Since some information attached to a TEI and a program/enrolment might be sensitive outside the owning organisation unit, we have introduced a concept called “breaking the glass”. This feature allows a program to restrict access to it’s data on 4 levels: Open, Audited, Protected and Closed. Open is the default, which means anyone can read the data. Audited means any reads through the search-scope (Implying the TEI is outside the users capture scope, but within the search scope) will be recorded. Protected means the user have to actively confirm they want to access the data, state a reason and will be granted a time-limited access to read the data. This access is also recorded. The final option, closed, means you can only read the data if you have the organisation unit of the TEI in your capture scope.

A final note about TEI organisation units and “breaking the glass” before we go to the analytics scope: Since a TEI can have enrolments in different organisation units, other than the organisation unit it was first enrolled in, we introduced the concept of “ownership”. So an organisation unit will “own” a TEI and Program tuple. This means the tuple can move between organisation units without changing the factual data, but also means that when we check for search scope access, the TEI can belong to multiple organisation units. So if any owning organisation unit is within the search scope, the user can see them.

The final organisation unit scope, analytics, determines what analytical data the users are allowed to see. So a user who might only be able to enter data for a few organisation units, might be able to see the reported data for a bigger scope of organisation units. For aggregate data, this is pretty straight forward - however for tracker and event data, all analytical data processed by the backend is currently based on enrolments and events, so “ownership” is not affecting the data seen from this perspective.

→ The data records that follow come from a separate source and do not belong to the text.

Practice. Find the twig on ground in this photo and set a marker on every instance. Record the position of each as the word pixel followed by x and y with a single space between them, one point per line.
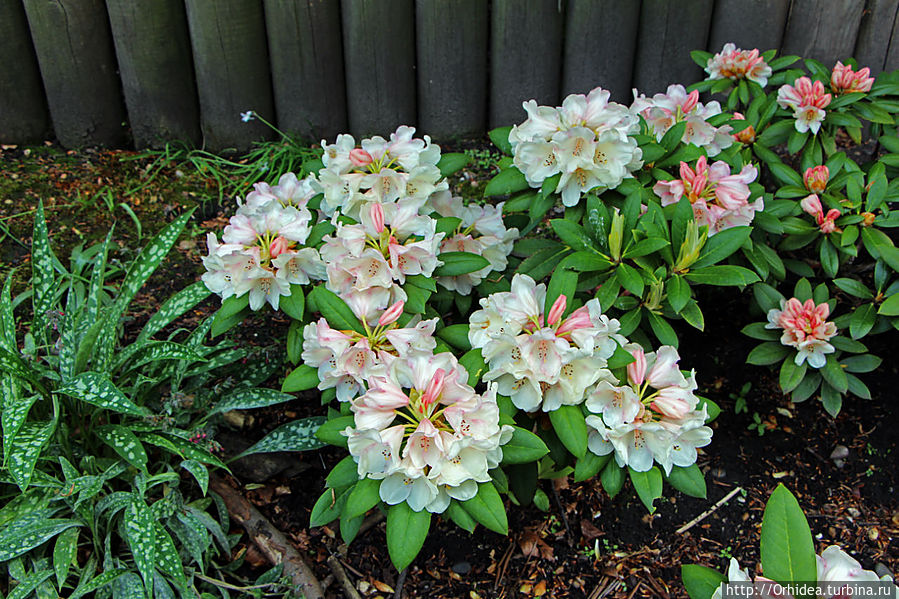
pixel 340 576
pixel 709 511
pixel 271 541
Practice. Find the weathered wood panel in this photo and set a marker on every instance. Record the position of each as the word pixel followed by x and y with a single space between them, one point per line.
pixel 600 42
pixel 307 66
pixel 232 69
pixel 525 56
pixel 451 47
pixel 23 109
pixel 823 29
pixel 77 62
pixel 874 34
pixel 748 24
pixel 379 57
pixel 153 51
pixel 669 31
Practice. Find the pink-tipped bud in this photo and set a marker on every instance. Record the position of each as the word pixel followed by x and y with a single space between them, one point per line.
pixel 558 308
pixel 435 388
pixel 636 370
pixel 278 246
pixel 360 157
pixel 816 178
pixel 812 205
pixel 377 216
pixel 391 314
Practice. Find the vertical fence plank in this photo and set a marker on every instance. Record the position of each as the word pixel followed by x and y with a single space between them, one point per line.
pixel 748 24
pixel 669 31
pixel 23 109
pixel 379 54
pixel 231 64
pixel 153 51
pixel 74 49
pixel 525 56
pixel 823 29
pixel 451 51
pixel 874 34
pixel 600 40
pixel 307 66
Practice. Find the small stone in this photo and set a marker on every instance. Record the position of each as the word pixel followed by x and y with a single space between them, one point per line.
pixel 840 452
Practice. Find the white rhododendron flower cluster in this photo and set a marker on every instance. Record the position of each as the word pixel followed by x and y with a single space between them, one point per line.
pixel 368 262
pixel 481 232
pixel 663 111
pixel 346 359
pixel 834 566
pixel 378 170
pixel 652 417
pixel 587 140
pixel 542 361
pixel 262 251
pixel 425 433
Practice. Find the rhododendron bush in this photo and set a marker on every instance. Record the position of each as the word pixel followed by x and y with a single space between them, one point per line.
pixel 463 350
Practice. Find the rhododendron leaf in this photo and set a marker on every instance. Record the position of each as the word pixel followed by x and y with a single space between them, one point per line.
pixel 460 517
pixel 771 352
pixel 589 466
pixel 456 335
pixel 834 374
pixel 459 263
pixel 688 480
pixel 329 432
pixel 523 447
pixel 363 497
pixel 612 478
pixel 500 138
pixel 232 311
pixel 301 378
pixel 487 508
pixel 648 486
pixel 335 310
pixel 791 375
pixel 787 548
pixel 701 582
pixel 571 428
pixel 508 181
pixel 722 245
pixel 862 321
pixel 406 533
pixel 299 435
pixel 452 162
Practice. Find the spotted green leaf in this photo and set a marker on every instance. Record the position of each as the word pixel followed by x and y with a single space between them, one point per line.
pixel 125 443
pixel 28 532
pixel 248 398
pixel 140 532
pixel 64 554
pixel 298 435
pixel 174 307
pixel 25 450
pixel 95 389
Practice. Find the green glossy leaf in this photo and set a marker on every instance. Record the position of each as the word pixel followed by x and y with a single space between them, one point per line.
pixel 406 533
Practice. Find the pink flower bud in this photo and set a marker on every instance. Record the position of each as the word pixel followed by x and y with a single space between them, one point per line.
pixel 636 370
pixel 377 216
pixel 435 388
pixel 391 314
pixel 816 178
pixel 360 157
pixel 278 246
pixel 558 308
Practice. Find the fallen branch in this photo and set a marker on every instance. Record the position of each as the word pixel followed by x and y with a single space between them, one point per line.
pixel 271 541
pixel 709 511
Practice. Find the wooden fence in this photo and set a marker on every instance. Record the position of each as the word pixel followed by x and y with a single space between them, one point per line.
pixel 142 72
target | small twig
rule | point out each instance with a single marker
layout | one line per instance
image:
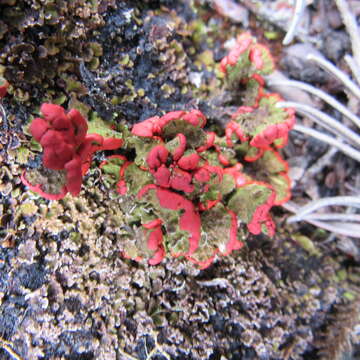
(299, 9)
(323, 161)
(337, 229)
(6, 345)
(322, 95)
(333, 217)
(329, 201)
(128, 356)
(355, 68)
(4, 118)
(344, 148)
(332, 69)
(351, 27)
(324, 120)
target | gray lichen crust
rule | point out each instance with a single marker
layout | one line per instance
(65, 290)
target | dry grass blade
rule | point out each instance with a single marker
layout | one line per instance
(351, 27)
(328, 66)
(299, 10)
(340, 228)
(322, 95)
(324, 120)
(324, 202)
(344, 148)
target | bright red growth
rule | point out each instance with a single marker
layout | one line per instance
(66, 145)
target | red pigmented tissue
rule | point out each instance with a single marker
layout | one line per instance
(66, 146)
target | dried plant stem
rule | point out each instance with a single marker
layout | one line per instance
(341, 229)
(299, 9)
(351, 27)
(7, 346)
(322, 95)
(344, 148)
(329, 201)
(355, 68)
(334, 217)
(328, 66)
(324, 120)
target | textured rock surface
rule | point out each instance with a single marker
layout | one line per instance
(65, 291)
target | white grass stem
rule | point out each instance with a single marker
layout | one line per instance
(344, 148)
(341, 229)
(322, 95)
(351, 26)
(332, 69)
(329, 201)
(298, 15)
(334, 217)
(324, 120)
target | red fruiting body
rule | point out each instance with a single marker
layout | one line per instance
(3, 88)
(157, 156)
(179, 151)
(195, 189)
(243, 44)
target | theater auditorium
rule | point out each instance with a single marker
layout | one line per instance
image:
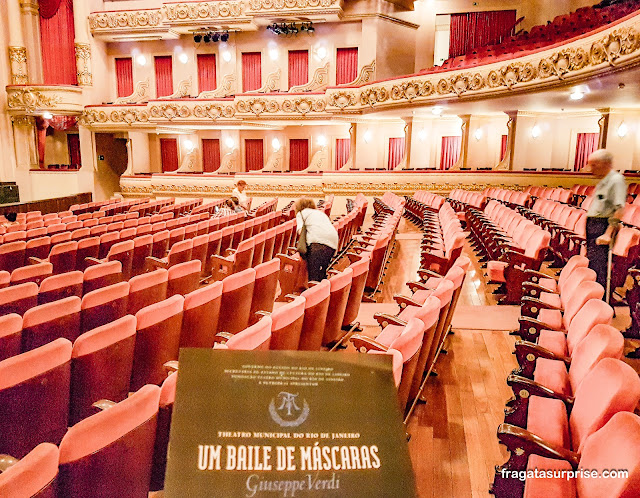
(475, 166)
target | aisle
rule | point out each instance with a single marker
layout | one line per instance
(453, 436)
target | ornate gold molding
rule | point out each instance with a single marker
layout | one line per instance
(83, 64)
(18, 59)
(319, 81)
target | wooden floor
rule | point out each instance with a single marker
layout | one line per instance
(453, 436)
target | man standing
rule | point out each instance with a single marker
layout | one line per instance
(605, 211)
(238, 192)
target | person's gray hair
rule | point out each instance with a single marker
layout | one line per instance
(602, 156)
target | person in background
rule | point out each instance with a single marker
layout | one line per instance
(238, 192)
(605, 211)
(321, 237)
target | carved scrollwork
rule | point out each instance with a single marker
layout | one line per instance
(341, 100)
(304, 105)
(213, 111)
(169, 111)
(125, 19)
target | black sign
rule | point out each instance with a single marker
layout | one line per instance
(286, 424)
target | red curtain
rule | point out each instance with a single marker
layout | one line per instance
(346, 65)
(254, 153)
(477, 29)
(73, 144)
(298, 67)
(503, 147)
(124, 76)
(210, 154)
(586, 144)
(343, 151)
(298, 154)
(164, 75)
(396, 152)
(57, 36)
(450, 152)
(251, 71)
(169, 154)
(206, 72)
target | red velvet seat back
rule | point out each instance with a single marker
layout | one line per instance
(12, 255)
(184, 277)
(200, 316)
(157, 340)
(315, 316)
(60, 287)
(264, 291)
(340, 287)
(34, 398)
(36, 475)
(287, 325)
(48, 322)
(10, 335)
(147, 289)
(101, 364)
(110, 453)
(360, 271)
(104, 305)
(237, 292)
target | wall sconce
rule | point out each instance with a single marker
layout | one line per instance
(321, 52)
(623, 129)
(188, 145)
(535, 131)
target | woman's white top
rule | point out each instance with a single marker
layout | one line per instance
(243, 200)
(319, 227)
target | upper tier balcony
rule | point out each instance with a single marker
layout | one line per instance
(173, 19)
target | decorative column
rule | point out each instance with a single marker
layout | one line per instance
(83, 49)
(464, 145)
(17, 49)
(507, 161)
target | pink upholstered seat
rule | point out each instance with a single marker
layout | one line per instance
(200, 317)
(35, 475)
(60, 286)
(104, 305)
(157, 340)
(10, 335)
(34, 398)
(256, 337)
(237, 292)
(102, 360)
(116, 444)
(48, 322)
(287, 325)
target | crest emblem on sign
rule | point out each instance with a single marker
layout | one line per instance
(288, 413)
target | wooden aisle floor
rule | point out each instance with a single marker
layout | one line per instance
(453, 442)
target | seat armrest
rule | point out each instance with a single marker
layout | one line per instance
(363, 343)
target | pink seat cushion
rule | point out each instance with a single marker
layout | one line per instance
(553, 341)
(552, 374)
(551, 299)
(548, 419)
(549, 283)
(553, 318)
(556, 488)
(495, 269)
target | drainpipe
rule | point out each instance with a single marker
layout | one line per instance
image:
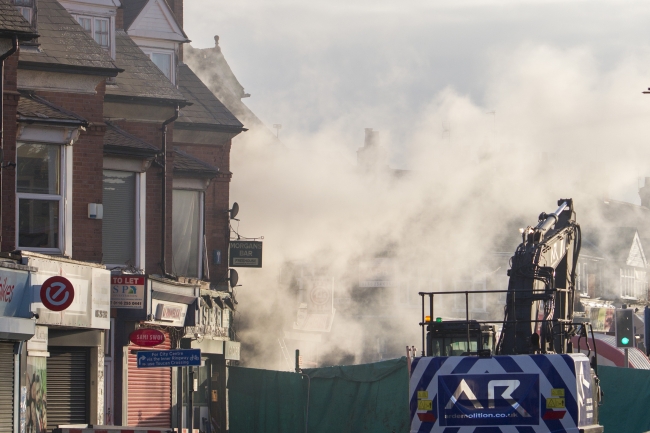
(163, 262)
(14, 48)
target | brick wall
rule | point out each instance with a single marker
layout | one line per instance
(87, 179)
(217, 201)
(152, 134)
(8, 174)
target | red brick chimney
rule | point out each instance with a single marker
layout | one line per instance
(644, 193)
(119, 19)
(177, 9)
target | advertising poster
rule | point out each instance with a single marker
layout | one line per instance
(127, 291)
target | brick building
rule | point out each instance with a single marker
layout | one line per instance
(116, 177)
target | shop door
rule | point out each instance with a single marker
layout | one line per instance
(68, 382)
(6, 387)
(149, 396)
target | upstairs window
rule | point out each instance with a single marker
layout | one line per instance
(119, 224)
(26, 7)
(39, 195)
(98, 28)
(187, 233)
(164, 63)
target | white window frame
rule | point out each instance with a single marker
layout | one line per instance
(172, 67)
(117, 164)
(65, 204)
(201, 228)
(111, 29)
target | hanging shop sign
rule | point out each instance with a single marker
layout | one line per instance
(127, 291)
(146, 337)
(169, 358)
(245, 254)
(57, 293)
(232, 350)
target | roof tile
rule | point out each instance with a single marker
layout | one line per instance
(141, 77)
(64, 42)
(206, 108)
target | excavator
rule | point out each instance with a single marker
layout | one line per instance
(471, 378)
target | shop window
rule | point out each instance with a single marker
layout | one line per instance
(119, 223)
(187, 233)
(40, 195)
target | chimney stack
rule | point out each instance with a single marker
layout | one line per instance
(119, 18)
(644, 193)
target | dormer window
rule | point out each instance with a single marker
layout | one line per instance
(98, 28)
(164, 59)
(26, 7)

Metadata and data read/write
The last layer of access control we enforce, is based on the metadata. Metadata itself can be public or private, or shared with specific users or user groups. Each of these rules are accompanied with 5 levels of access: No access, Metadata read, Metadata write, Data read and Data write. No access seems self explanatory, while metadata read and write simply restricts a users to either only being able to read the metadata, or also edit it. Data read and Data write on the other hand, refers to the data described by the metadata. For example a data element “Lab result” can have data read for everyone who needs to see the lab results of a test, while lab workers might have the data write access to be able to edit the value of the data element to match the test results. However, the result of the test might be sensitive, so other users might only have metadata read or even no access, implicitly removing the data element and associated values from their view.

This is a very shallow explanation of the concepts, and there is a lot more detail if required, but it should give you some core ideas on how we deal with access and privacy.

Here are some key documentation about the concepts I described as well. Some of the information is located in other sections as well, for example when configuring metadata.

@Lars @morten @Markus @mike feel free to correct me on any wrong assumptions or descriptions.


(Sara Gaudon) #3

Thank you for sharing this; at the time I had summarized some of the information to share with others.

Security is a tricky topic, to both understand the many dimensions (technical and not), and to communicate to people that may not have technical background. I am most interested in being able to provide an overview of the full picture:, a summary of the main features within DHIS2 that support security, and also the hosting and people components (procedures, policies).

Is there a group working on communicating this information? I would be interested in participating, to create an output/fact sheet/slide deck to share with an audience that includes funders/decision makers (who want to know, can DHIS2 meet our needs/GDPR compliance?).